Chacun est libre d'exprimer son point de vue. L'Arcom est évidemment très attentive aux débats légitimes qui portent sur son action. Mais l'Autorité n'agit pas sous influence. Elle statuera en toute indépendance, en toute impartialité, loin de toute agitation. La prise en compte des manquements d'une chaîne sortante qui candidaterait à nouveau fait partie des paramètres que le régulateur peut prendre en compte. Mais ce n'est pas le seul.
C'est votre dernière année de mandat. Au cours de celui-ci, le champ de compétences de l'Arcom s'est largement élargi en matière de numérique. Quels sont les prochains défis ?

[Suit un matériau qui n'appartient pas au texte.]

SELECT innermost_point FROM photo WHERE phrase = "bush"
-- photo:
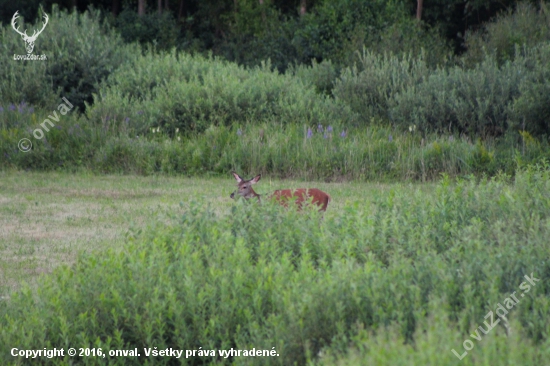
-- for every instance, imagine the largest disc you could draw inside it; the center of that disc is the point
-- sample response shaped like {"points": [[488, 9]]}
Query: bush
{"points": [[259, 276], [160, 30], [80, 51], [369, 87]]}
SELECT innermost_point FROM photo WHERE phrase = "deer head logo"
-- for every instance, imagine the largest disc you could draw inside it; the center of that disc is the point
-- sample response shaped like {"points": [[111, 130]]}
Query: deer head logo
{"points": [[29, 40]]}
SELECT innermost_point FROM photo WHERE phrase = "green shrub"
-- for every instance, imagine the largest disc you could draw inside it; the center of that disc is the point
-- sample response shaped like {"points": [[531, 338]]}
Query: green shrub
{"points": [[522, 26], [321, 75], [473, 101], [80, 51], [260, 276], [160, 30], [369, 87]]}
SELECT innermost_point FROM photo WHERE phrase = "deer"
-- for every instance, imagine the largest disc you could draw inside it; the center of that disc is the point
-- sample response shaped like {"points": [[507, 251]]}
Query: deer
{"points": [[282, 196], [29, 40]]}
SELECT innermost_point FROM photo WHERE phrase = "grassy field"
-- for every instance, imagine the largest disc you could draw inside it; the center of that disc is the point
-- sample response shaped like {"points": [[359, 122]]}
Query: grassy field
{"points": [[47, 218], [393, 274]]}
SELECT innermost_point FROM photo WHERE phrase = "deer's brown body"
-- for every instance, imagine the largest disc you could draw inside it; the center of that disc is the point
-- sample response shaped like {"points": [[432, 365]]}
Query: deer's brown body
{"points": [[282, 196]]}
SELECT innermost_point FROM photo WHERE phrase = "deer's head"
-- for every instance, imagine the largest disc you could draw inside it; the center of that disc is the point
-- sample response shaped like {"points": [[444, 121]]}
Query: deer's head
{"points": [[29, 40]]}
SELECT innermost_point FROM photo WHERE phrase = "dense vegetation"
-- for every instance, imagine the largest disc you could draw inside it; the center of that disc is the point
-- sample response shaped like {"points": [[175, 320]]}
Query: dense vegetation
{"points": [[338, 91], [404, 115], [409, 269]]}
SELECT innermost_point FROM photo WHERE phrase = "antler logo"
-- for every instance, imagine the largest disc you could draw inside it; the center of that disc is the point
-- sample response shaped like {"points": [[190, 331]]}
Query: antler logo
{"points": [[29, 41]]}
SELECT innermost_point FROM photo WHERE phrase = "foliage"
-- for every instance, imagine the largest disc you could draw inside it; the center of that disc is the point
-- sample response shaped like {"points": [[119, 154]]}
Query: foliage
{"points": [[192, 92], [369, 86], [157, 29], [80, 53], [264, 277], [522, 26]]}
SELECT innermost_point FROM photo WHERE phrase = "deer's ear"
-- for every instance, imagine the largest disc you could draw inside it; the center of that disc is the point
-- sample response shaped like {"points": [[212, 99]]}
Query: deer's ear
{"points": [[256, 179], [237, 177]]}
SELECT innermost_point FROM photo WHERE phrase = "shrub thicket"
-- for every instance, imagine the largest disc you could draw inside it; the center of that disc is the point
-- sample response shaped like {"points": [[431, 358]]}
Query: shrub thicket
{"points": [[522, 26], [190, 93]]}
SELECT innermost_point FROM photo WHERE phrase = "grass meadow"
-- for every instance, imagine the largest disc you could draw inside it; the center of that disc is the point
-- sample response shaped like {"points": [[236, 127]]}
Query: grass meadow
{"points": [[393, 274], [46, 219]]}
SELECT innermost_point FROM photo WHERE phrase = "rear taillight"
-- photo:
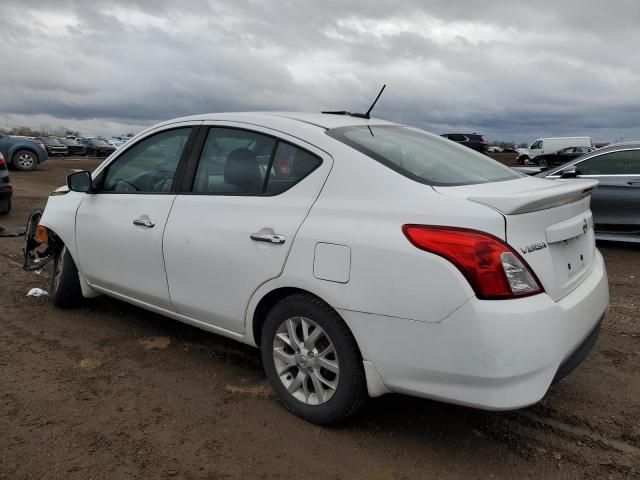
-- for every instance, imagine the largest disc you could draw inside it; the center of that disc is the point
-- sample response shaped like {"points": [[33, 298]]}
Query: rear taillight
{"points": [[493, 269]]}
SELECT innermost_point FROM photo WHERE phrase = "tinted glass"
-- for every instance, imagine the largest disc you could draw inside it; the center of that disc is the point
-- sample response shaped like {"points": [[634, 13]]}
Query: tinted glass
{"points": [[290, 165], [457, 137], [149, 166], [233, 162], [423, 157], [614, 163]]}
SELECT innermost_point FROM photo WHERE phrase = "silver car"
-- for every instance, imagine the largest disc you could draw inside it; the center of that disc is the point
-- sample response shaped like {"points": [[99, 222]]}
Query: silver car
{"points": [[616, 202]]}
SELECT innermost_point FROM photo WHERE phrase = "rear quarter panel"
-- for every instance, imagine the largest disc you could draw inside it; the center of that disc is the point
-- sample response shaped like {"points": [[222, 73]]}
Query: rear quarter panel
{"points": [[363, 206]]}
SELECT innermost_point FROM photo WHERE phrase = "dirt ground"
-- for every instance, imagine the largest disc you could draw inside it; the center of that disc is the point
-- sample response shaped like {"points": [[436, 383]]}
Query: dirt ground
{"points": [[111, 391]]}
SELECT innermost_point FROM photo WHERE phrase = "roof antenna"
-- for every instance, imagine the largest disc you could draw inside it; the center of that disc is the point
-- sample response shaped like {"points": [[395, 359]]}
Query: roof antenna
{"points": [[366, 115], [359, 115]]}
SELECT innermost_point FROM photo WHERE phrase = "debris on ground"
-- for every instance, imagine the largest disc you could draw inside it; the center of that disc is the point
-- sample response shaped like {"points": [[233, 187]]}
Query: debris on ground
{"points": [[36, 292]]}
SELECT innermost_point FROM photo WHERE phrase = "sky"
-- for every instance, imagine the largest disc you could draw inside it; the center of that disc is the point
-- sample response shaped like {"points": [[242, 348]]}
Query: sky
{"points": [[509, 70]]}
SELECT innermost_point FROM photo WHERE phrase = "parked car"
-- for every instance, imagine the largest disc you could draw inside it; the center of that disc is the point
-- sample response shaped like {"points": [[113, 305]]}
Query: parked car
{"points": [[22, 153], [96, 146], [471, 140], [547, 146], [115, 142], [271, 229], [75, 148], [55, 148], [561, 156], [616, 202], [5, 187]]}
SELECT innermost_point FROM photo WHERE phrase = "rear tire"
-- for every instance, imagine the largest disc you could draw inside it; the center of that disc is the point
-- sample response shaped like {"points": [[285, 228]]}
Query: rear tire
{"points": [[318, 375], [5, 206], [24, 160], [65, 282]]}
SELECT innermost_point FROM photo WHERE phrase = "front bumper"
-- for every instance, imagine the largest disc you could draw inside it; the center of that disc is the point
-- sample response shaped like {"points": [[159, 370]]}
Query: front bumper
{"points": [[490, 354]]}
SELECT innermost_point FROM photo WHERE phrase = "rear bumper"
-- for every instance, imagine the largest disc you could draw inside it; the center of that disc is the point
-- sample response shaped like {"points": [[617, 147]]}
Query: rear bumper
{"points": [[496, 355]]}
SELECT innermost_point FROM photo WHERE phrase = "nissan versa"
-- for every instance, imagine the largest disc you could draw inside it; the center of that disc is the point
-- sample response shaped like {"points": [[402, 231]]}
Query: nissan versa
{"points": [[361, 256]]}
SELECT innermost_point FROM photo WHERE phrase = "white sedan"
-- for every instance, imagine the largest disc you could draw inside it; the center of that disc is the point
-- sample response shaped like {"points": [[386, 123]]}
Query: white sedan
{"points": [[362, 257]]}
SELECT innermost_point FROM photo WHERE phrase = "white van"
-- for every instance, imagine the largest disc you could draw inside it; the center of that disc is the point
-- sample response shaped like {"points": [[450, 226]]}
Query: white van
{"points": [[551, 145]]}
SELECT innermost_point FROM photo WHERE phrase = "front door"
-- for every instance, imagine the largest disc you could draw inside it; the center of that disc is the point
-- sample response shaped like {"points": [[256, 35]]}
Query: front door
{"points": [[119, 225], [232, 233]]}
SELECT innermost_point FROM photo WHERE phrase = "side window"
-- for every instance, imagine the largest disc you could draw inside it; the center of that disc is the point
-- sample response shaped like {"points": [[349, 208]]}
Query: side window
{"points": [[614, 163], [242, 162], [233, 162], [457, 137], [290, 165], [149, 166]]}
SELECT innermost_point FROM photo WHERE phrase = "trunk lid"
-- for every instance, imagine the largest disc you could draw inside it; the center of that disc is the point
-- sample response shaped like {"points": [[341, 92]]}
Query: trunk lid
{"points": [[548, 222]]}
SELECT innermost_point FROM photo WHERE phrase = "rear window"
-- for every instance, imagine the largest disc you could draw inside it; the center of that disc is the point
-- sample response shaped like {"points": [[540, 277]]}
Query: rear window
{"points": [[423, 157]]}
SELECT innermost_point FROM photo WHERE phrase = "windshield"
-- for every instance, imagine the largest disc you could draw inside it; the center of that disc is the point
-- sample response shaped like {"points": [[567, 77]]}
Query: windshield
{"points": [[423, 157]]}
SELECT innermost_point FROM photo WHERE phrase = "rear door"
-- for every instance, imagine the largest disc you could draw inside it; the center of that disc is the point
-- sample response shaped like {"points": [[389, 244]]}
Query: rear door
{"points": [[249, 192], [119, 226]]}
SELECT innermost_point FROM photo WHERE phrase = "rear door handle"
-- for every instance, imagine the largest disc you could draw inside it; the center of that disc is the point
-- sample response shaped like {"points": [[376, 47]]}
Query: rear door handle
{"points": [[268, 237], [144, 221]]}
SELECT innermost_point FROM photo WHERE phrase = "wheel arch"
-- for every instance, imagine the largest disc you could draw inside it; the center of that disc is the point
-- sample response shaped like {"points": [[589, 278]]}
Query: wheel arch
{"points": [[271, 298], [375, 385]]}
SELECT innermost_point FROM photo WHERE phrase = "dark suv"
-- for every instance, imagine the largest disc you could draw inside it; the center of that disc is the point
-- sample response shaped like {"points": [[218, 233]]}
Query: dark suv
{"points": [[97, 147], [471, 140], [54, 146]]}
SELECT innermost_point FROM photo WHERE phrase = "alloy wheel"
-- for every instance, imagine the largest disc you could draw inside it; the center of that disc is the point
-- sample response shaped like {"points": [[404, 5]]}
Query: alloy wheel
{"points": [[25, 160], [306, 360]]}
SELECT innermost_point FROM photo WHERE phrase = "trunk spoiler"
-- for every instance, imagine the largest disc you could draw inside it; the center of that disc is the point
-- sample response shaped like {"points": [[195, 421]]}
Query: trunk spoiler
{"points": [[527, 195]]}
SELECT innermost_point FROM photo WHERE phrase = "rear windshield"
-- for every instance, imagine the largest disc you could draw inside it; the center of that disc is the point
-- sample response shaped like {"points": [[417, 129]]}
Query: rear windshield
{"points": [[423, 157]]}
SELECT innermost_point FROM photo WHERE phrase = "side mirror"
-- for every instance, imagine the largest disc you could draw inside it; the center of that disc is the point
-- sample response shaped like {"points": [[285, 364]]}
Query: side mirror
{"points": [[79, 181], [569, 172]]}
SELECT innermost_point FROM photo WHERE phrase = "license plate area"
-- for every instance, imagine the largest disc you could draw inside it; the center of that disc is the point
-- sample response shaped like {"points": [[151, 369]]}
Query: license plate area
{"points": [[572, 258]]}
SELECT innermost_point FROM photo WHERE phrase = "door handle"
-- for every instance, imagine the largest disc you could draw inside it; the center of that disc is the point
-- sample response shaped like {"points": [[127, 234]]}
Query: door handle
{"points": [[268, 237], [144, 221]]}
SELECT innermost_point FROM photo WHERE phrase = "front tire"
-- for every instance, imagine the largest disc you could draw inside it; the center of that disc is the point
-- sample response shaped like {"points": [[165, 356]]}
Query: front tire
{"points": [[65, 282], [312, 360], [24, 160]]}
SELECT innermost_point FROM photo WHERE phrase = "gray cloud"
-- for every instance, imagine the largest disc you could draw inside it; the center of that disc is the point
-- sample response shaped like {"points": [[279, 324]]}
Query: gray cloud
{"points": [[510, 71]]}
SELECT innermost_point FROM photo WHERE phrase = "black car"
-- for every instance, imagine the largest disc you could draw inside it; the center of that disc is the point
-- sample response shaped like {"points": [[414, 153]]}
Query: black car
{"points": [[54, 146], [561, 156], [471, 140], [74, 147], [96, 147], [5, 188], [615, 203]]}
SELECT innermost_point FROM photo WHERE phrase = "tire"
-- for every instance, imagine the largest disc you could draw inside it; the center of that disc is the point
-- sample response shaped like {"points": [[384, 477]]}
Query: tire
{"points": [[5, 206], [24, 160], [65, 283], [328, 384]]}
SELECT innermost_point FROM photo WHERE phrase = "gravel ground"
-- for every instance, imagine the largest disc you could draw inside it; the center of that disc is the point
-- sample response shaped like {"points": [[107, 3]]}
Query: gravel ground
{"points": [[112, 391]]}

Sur ce plan aussi, le régulateur a changé de dimension. Notre action s'étend désormais aux acteurs du numérique, avec notamment le règlement européen sur les services numériques [entré en vigueur en août dernier pour les principales plateformes et le 17 février pour les autres]. Ce texte nous permet de mieux lutter contre les contenus illicites. Dans cet univers en mutation, je pense que la question du modèle économique de nos médias est un sujet central. Une étude de l'Arcom et du ministère de la Culture publiée récemment montre qu'en 2030, si nous ne faisons pas évoluer la réglementation, 65 % de la recette publicitaire des médias sera captée par les grands acteurs du numérique que sont notamment Alphabet [maison mère de Google], Amazon, Meta et TikTok. Enfin, il est nécessaire de mieux mettre en avant les chaînes de télévision sur les écrans connectés. C'est le sens de la délibération que nous venons de prendre sur les « services d'intérêt général », avec le souhait d'une « application » qui regrouperait les chaînes de la TNT afin qu'elles soient plus visibles.
Rachida Dati s'est prononcée récemment en faveur d'un projet de création de holding dans l'audiovisuel public. Qu'en pensez-vous ?
C'est un choix qui appartient au gouvernement et au Parlement. Ce qui est certain, c'est que le service public joue un rôle essentiel dans l'équilibre de notre paysage. Les Français y sont très attachés. Si l'on veut un audiovisuel public fort, l'Arcom a répété à plusieurs reprises qu'il est nécessaire de rassembler les forces et de fédérer les énergies. Cela suppose également un financement pérenne, qui garantisse l'indépendance du service public et lui permette de mener à bien ses missions.
L'Arcom publiera le 5 mars son baromètre annuel de la représentation des femmes à la télévision et la radio. Les avancées sont-elles suffisantes ?
Ce chantier est primordial pour le collège de l'Arcom, qui est d'ailleurs paritaire. Les médias audiovisuels doivent veiller à une juste représentation de la société française. Nous ne sommes pas encore arrivés à une parfaite parité, mais avec 44 % de femmes à l'antenne nous avons fait des progrès significatifs. On voit que les lignes ont bougé, y compris dans le domaine du sport, avec beaucoup plus de journalistes sportives et davantage d'épreuves féminines retransmises. En février prochain, au moment où je quitterai mes fonctions, j'aurai le sentiment que nous avons bien avancé sur ce terrain-là, mais il ne faudra pas relâcher nos efforts.